En algunos hospitales de aquí y de allá, debido a la pandemia, empieza a faltar oxígeno, que es como si en el océano escaseara el agua salada. ¿Imagináis un hospital marino con los peces, en sus camitas, conectados a una bombona del mismo líquido del que viven rodeados? Una de las ventajas del mar es su liquidez. En la Tierra no queda ya efectivo. De ahí la morosidad que empiezan a sufrir algunas instituciones bancarias. Llegan las tarjetas de crédito secas a la mitad del mes. Les falta el oxígeno que, según compruebo, venden por internet.
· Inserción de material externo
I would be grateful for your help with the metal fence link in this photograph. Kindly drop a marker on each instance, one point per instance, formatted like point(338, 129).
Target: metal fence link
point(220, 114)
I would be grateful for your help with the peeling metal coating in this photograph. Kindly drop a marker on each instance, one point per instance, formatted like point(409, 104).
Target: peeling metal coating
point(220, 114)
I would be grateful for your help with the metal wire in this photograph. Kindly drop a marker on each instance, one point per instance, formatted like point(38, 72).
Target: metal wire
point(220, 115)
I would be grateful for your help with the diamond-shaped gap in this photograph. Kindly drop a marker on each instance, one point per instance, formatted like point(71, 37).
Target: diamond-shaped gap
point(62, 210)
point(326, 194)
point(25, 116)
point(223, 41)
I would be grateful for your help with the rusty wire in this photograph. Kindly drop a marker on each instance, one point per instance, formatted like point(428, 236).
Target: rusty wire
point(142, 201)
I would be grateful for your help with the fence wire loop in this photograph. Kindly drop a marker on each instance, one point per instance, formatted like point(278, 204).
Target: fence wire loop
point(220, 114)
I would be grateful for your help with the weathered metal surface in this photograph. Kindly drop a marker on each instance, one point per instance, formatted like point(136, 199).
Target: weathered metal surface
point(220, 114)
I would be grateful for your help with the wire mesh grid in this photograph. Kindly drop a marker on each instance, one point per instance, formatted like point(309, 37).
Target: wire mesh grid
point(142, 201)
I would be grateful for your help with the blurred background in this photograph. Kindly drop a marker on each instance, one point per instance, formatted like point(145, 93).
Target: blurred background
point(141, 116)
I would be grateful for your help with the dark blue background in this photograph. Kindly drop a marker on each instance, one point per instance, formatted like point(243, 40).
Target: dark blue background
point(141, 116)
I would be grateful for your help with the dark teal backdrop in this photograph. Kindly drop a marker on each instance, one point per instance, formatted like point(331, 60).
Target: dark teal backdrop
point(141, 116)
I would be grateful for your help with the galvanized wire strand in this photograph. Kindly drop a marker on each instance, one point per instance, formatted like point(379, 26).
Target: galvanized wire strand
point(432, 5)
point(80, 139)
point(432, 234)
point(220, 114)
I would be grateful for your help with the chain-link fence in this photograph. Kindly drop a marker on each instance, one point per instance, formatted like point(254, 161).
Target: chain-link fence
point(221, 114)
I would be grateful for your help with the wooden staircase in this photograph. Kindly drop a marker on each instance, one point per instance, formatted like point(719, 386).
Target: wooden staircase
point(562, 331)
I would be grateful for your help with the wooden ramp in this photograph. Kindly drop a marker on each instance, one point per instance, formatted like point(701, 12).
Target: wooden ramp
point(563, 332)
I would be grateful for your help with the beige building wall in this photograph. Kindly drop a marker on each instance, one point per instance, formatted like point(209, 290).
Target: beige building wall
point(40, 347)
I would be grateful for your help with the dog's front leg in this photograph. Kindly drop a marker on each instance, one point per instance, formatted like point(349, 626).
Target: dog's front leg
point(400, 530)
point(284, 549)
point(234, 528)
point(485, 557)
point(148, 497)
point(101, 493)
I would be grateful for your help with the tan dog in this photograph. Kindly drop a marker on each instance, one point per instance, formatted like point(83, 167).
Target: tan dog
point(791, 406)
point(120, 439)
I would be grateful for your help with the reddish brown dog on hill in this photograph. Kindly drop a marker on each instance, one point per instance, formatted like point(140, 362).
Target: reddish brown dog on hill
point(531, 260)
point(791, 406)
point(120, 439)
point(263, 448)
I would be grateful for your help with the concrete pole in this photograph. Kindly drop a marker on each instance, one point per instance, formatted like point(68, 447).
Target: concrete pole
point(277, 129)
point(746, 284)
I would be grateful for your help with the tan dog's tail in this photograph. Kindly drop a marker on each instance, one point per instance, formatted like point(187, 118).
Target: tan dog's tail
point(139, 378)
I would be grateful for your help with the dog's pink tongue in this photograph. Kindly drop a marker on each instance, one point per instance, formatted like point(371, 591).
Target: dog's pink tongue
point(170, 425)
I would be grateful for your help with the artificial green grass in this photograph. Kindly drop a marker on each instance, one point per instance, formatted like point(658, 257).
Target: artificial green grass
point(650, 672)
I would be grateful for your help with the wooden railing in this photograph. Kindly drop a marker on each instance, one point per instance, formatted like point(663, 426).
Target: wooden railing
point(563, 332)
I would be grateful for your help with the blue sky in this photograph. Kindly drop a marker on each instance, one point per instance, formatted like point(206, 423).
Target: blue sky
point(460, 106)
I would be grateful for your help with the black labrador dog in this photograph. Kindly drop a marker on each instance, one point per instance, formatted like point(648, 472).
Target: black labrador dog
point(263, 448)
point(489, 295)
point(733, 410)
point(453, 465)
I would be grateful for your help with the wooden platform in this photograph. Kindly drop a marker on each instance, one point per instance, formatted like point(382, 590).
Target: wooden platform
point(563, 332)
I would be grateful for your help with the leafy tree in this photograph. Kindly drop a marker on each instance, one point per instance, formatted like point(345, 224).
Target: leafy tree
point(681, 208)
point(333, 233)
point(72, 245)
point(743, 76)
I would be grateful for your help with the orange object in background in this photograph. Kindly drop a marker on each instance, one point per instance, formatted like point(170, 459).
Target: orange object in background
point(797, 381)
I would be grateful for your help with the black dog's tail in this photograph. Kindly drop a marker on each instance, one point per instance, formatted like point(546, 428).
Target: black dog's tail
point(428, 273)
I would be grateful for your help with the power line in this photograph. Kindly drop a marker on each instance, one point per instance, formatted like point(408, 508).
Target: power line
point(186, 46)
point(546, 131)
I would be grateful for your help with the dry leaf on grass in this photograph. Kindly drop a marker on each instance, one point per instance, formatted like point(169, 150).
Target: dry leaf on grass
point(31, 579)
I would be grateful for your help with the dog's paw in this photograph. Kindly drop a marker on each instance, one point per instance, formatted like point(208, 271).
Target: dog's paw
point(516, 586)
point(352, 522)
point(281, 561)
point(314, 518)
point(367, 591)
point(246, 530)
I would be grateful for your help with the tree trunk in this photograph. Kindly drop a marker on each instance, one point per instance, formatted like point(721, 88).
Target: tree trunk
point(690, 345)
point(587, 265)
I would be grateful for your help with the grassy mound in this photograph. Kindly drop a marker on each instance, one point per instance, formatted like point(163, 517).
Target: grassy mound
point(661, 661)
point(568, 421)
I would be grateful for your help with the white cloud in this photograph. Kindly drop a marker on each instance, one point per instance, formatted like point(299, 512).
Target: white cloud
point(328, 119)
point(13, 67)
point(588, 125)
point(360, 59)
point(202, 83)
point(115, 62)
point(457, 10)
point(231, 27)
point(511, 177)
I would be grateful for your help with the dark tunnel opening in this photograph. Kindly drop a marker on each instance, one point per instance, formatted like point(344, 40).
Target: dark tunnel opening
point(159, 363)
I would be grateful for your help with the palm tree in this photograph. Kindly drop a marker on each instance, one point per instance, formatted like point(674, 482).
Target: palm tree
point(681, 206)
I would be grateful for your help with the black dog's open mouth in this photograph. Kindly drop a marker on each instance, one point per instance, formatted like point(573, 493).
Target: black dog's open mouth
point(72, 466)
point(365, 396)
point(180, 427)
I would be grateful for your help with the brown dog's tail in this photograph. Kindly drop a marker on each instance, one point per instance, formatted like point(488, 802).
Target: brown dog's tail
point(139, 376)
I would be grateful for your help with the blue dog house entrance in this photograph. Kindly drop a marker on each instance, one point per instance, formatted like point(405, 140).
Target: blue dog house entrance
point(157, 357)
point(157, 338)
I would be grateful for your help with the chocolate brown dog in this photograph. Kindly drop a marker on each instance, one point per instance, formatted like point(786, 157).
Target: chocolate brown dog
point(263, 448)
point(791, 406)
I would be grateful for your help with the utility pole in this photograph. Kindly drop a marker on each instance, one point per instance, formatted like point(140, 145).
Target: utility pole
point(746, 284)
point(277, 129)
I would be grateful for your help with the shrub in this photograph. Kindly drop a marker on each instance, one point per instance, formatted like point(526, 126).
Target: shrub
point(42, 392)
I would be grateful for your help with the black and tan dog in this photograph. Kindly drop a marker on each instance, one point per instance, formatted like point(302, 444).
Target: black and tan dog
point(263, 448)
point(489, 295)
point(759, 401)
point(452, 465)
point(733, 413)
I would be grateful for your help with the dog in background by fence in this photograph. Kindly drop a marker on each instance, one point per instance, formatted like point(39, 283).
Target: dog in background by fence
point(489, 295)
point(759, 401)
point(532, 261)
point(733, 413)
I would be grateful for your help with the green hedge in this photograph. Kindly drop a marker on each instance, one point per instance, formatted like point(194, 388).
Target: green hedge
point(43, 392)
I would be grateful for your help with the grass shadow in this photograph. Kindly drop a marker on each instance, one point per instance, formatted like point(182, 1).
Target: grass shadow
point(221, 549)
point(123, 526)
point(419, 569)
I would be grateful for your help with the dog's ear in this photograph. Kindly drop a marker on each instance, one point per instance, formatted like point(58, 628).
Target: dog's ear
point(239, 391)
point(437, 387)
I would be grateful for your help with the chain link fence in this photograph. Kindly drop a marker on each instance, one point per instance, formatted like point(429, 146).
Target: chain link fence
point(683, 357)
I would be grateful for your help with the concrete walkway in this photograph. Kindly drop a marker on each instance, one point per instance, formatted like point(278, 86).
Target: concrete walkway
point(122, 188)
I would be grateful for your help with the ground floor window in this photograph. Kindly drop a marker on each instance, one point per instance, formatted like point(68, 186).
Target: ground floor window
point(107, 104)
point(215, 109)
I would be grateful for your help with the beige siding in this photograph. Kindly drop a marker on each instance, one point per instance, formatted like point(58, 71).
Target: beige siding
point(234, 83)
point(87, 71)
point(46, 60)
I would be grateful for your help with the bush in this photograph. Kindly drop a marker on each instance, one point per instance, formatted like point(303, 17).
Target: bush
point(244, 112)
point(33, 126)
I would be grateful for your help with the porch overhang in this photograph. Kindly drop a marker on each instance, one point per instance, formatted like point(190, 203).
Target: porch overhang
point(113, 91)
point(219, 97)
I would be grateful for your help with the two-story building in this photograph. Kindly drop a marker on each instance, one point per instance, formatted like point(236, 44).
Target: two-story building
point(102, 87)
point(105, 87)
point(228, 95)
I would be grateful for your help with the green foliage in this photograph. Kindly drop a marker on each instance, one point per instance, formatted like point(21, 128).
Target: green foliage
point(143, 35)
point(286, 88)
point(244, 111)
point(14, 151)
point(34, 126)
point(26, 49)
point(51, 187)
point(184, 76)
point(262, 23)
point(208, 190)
Un día, haciendo un reportaje sobre respiradores artificiales, me hablaron de un alemán, ya muerto, que descubrió hace cien años que el negocio del futuro sería la venta embotellada de ese elemento químico. Llevaba razón.

Ahora acabamos de descubrir que el agua de beber cotiza en Bolsa. Cada vez que abro el grifo de la cocina suben una o dos centésimas los fondos de inversión, lo mismo que cuando tiro de la cadena del retrete. Si fuéramos capaces de calcular el número de gente que ahora mismo está tirando de la cadena a lo largo y ancho del mundo, nos quedaríamos absurdos. El agua, el oxígeno y los datos son el petróleo del siglo XXI. Cuando navegamos por internet, evacuamos sin darnos cuenta cantidades increíbles de información que, debidamente envasada, hacen ricas a las empresas que se dedican al tráfico de los hábitos de consumo. Y para ello ni siquiera es preciso tirar de la cadena. Mi compañía telefónica sabe más de mí mismo que mi padre, que ya no sabe nada porque está difunto.

A veces imagino que a un enfermo de neumonía atípica se le enchufara, por error, a una bombona de datos en vez de a una bombona de oxígeno. Los datos empiezan a ser irrespirables porque hay en el aire más datos que oxígeno. Yo mismo sé cosas de un tal Paquirrín que ni me interesan ni me ayudan a respirar mejor. Pero no puedo abrir la boca sin meterme una bocanada de asuntos privados de la vida de su madre, la Pantoja, o de un presentador de la tele que me trae al fresco. Y me los dan gratis, al contrario que el agua, que sale ya por un ojo de la cara. No dejo de pensar en todos esos hospitales en los que escasea el oxígeno.